The Metadata API is intended for fast, flexible, and reliable reading and writing of Internet Archive items.
Metadata Read API
The Metadata Read API is the fastest and most flexible way to retrieve metadata for items on archive.org. We’ve seen upwards of 500 reads per second for some collections!
Overview
Returns all of an item’s metadata in JSON.
Resource URL
http://archive.org/metadata/:identifier
Parameters
identifier
: The globally unique ID of a given item on archive.org.
Usage
For example, frenchenglishmed00gorduoft
is the identifier
for http://archive.org/details/frenchenglishmed00gorduoft. You can retrieve all of this item’s metadata from the Metadata API using the following curl command:
$ curl http://archive.org/metadata/frenchenglishmed00gorduoft
The Metadata API also supports HTTPS:
$ curl https://archive.org/metadata/frenchenglishmed00gorduoft
Sub-item Access
The Metadata API returns all of an item’s metadata by default. You can access specific metadata elements like so:
http://archive.org/metadata/:identifier/metadata http://archive.org/metadata/:identifier/server http://archive.org/metadata/:identifier/files_count http://archive.org/metadata/:identifier/files?start=1&count=2 http://archive.org/metadata/:identifier/metadata/collection http://archive.org/metadata/:identifier/metadata/collection/0 http://archive.org/metadata/:identifier/metadata/title http://archive.org/metadata/:identifier/files/0/name
Metadata Write API
The metadata write API is intended to make changes to metadata timely, safe and flexible.
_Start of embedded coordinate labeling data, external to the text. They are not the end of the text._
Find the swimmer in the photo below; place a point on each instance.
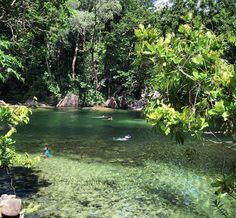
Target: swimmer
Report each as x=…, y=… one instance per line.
x=46, y=153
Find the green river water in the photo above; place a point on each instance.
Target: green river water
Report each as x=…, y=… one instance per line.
x=90, y=175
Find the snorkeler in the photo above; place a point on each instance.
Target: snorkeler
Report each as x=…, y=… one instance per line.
x=46, y=153
x=125, y=138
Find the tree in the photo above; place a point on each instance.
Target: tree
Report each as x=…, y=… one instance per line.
x=196, y=83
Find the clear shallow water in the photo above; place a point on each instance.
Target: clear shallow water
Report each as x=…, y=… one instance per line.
x=90, y=175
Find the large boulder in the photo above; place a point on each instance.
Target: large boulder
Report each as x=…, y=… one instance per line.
x=139, y=104
x=122, y=102
x=70, y=100
x=111, y=103
x=31, y=102
x=10, y=206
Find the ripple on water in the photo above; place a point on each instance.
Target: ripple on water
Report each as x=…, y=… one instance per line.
x=92, y=176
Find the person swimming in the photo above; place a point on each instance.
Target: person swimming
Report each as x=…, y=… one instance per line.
x=46, y=152
x=125, y=138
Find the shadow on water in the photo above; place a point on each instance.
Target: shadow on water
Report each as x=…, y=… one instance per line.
x=172, y=197
x=25, y=182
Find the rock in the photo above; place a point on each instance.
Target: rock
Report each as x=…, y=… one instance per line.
x=111, y=103
x=10, y=206
x=70, y=100
x=122, y=102
x=140, y=104
x=31, y=102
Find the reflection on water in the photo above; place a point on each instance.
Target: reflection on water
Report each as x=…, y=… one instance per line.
x=90, y=175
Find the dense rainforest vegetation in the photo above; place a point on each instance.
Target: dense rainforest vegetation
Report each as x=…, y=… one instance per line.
x=184, y=50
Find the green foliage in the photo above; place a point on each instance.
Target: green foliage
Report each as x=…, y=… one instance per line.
x=9, y=65
x=195, y=81
x=224, y=186
x=10, y=117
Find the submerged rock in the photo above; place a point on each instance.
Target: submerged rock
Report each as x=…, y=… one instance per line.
x=70, y=100
x=111, y=103
x=31, y=102
x=10, y=206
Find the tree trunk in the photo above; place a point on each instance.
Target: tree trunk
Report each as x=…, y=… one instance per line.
x=75, y=55
x=93, y=61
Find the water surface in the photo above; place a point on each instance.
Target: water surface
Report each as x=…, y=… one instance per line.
x=90, y=175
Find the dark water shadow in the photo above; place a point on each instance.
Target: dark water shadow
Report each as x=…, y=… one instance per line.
x=25, y=182
x=173, y=198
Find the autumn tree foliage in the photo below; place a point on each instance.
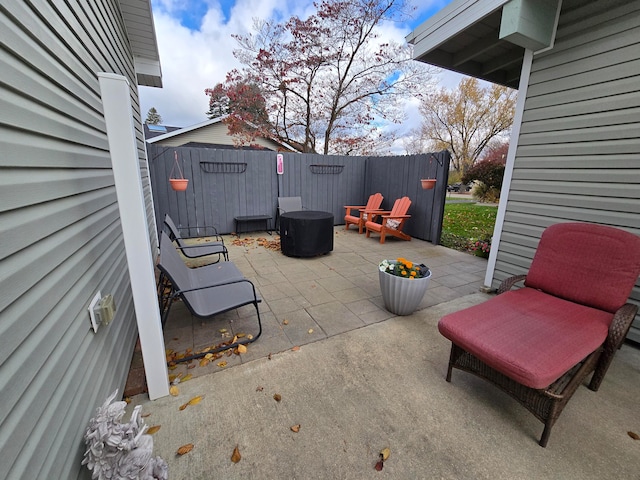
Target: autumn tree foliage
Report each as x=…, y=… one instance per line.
x=243, y=108
x=466, y=120
x=326, y=81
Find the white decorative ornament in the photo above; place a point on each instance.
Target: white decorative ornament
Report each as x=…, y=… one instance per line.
x=121, y=450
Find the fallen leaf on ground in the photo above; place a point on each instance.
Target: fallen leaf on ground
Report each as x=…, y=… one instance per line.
x=384, y=453
x=235, y=456
x=185, y=449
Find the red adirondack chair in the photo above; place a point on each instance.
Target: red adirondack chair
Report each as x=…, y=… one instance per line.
x=364, y=212
x=392, y=222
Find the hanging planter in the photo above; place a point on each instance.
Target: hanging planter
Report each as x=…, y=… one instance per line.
x=177, y=184
x=428, y=183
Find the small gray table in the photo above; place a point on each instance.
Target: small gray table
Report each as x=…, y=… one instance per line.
x=253, y=218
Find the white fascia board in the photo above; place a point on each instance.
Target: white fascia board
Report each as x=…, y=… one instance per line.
x=449, y=22
x=147, y=66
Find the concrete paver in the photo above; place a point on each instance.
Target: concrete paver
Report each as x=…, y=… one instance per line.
x=365, y=379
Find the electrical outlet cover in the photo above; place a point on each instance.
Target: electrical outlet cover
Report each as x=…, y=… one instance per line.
x=94, y=321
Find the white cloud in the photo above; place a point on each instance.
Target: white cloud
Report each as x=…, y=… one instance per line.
x=193, y=60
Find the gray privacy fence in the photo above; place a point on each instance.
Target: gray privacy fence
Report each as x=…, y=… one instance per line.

It utilizes version 02 of the JSON Patch standard.
Overview
timely
- Callers receive results (success or failure) immediately.
- Changes are quickly reflected through the metadata read API.
safe
- All writes pass through the catalog, so all changes are recorded.
- All writes are checked before they’re submitted to the catalog.
- If there’s a problem, no catalog task is created. Goal: no redrows!
- All checks are repeated when the catalog task is executed.
flexible
- Supports arbitrary changes to multiple metadata targets through a unified API.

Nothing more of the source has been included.